Since the Doberman Rottweiler mix has a sleek, short coat, they don’t require a lot of grooming. Simply brush their coat once or twice a week and they’ll look great. They don’t need to be bathed very often, but you should bathe them if they get dirty or they start getting a doggie smell. These dogs have strong teeth, but you’ll want to keep them healthy and prevent bad breath by brushing them at least 2-3 times each week. Usually these dogs will wear down their nails outdoors, but if they don’t, make sure they are trimmed monthly.

Working Roles

Both the Doberman and the Rottweiler are working breeds, and it’s possible for the Doberman Rottweiler mix to excel in working roles as well. They can make excellent guard dogs and watch dogs, and they may even perform well in police or military roles.


The Doberman Pinscher generally lives to be between 10 and 12 years old, and the Rottweiler has a similar average life span. You can expect your Doberman Rottweiler mix to live to be between 10 and 12 years old as well. While hybrid dogs are known for being healthier than the purebred dogs, they still can have potential health problems. It’s important to know about the common health concerns of both parent breeds. Some of the possible health concerns that may affect the Doberman Rottweiler mix include:

  • Eosinophilic gastroenteritis
  • Von Willebrand disease
  • Follicular lipidosis
  • Allergies
  • Entropion
  • Hip dysplasia
  • Elbow dysplasia
  • Osteochondrosis dissecans
  • Hypothyroidism
  • Parvoviral infection
  • Medial canthal pocket syndrome
  • Cranial cruciate ligament injuries
  • Distichiasis
  • Mucocutaneous hypopigmentation
  • Subaortic stenosis
  • Bloat
  • Cancer
  • Congenital deafness
  • Iris cysts
  • Enteritis and enterocolitis
  • Progressive retinal atrophy
  • Cervical vertebral instability
  • Dilated cardiomyopathy
  • Cataracts
  • Cherry eye
  • Arachnoid cysts
  • Congenital portosystemic shunt
  • Nasal depigmentation
  • Color dilution alopecia
  • Chronic active hepatitis

2 thoughts on “Doberman Rottweiler Mix – The Rotterman

  1. I have a 8 week rotterman puppy. Both parents were short hair but my puppy has medium hair. Is that normal and will she have short hair when she gets older?

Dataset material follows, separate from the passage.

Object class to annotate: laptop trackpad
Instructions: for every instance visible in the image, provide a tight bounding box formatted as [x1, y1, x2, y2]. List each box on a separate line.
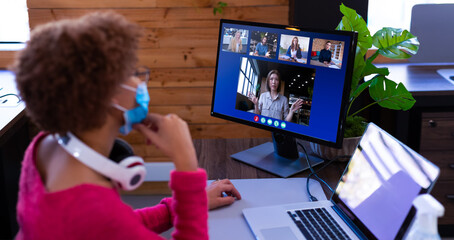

    • There is always a chance that a puppy doesn’t inherit a specific trait from their parents. It all boils down to the genetics of the parents, or rather the combination of dominant and recessive genes for a particular trait.

      If both of the parents have the same genetic setup, all dominant genes or all recessive genes for a trait, the puppy will get the trait 100% of the time. This is also the case if one of the parent has all dominant genes for the trait. But if both parents have a combination of dominant and recessive genes for a specific trait there will be 25% chance that the puppy doesn’t inherit the same trait as their parents.

      It could be that both parents of your puppy have a mix of dominant and recessive genes for fur length and you got hit with the 25% chance of the puppy getting long hair.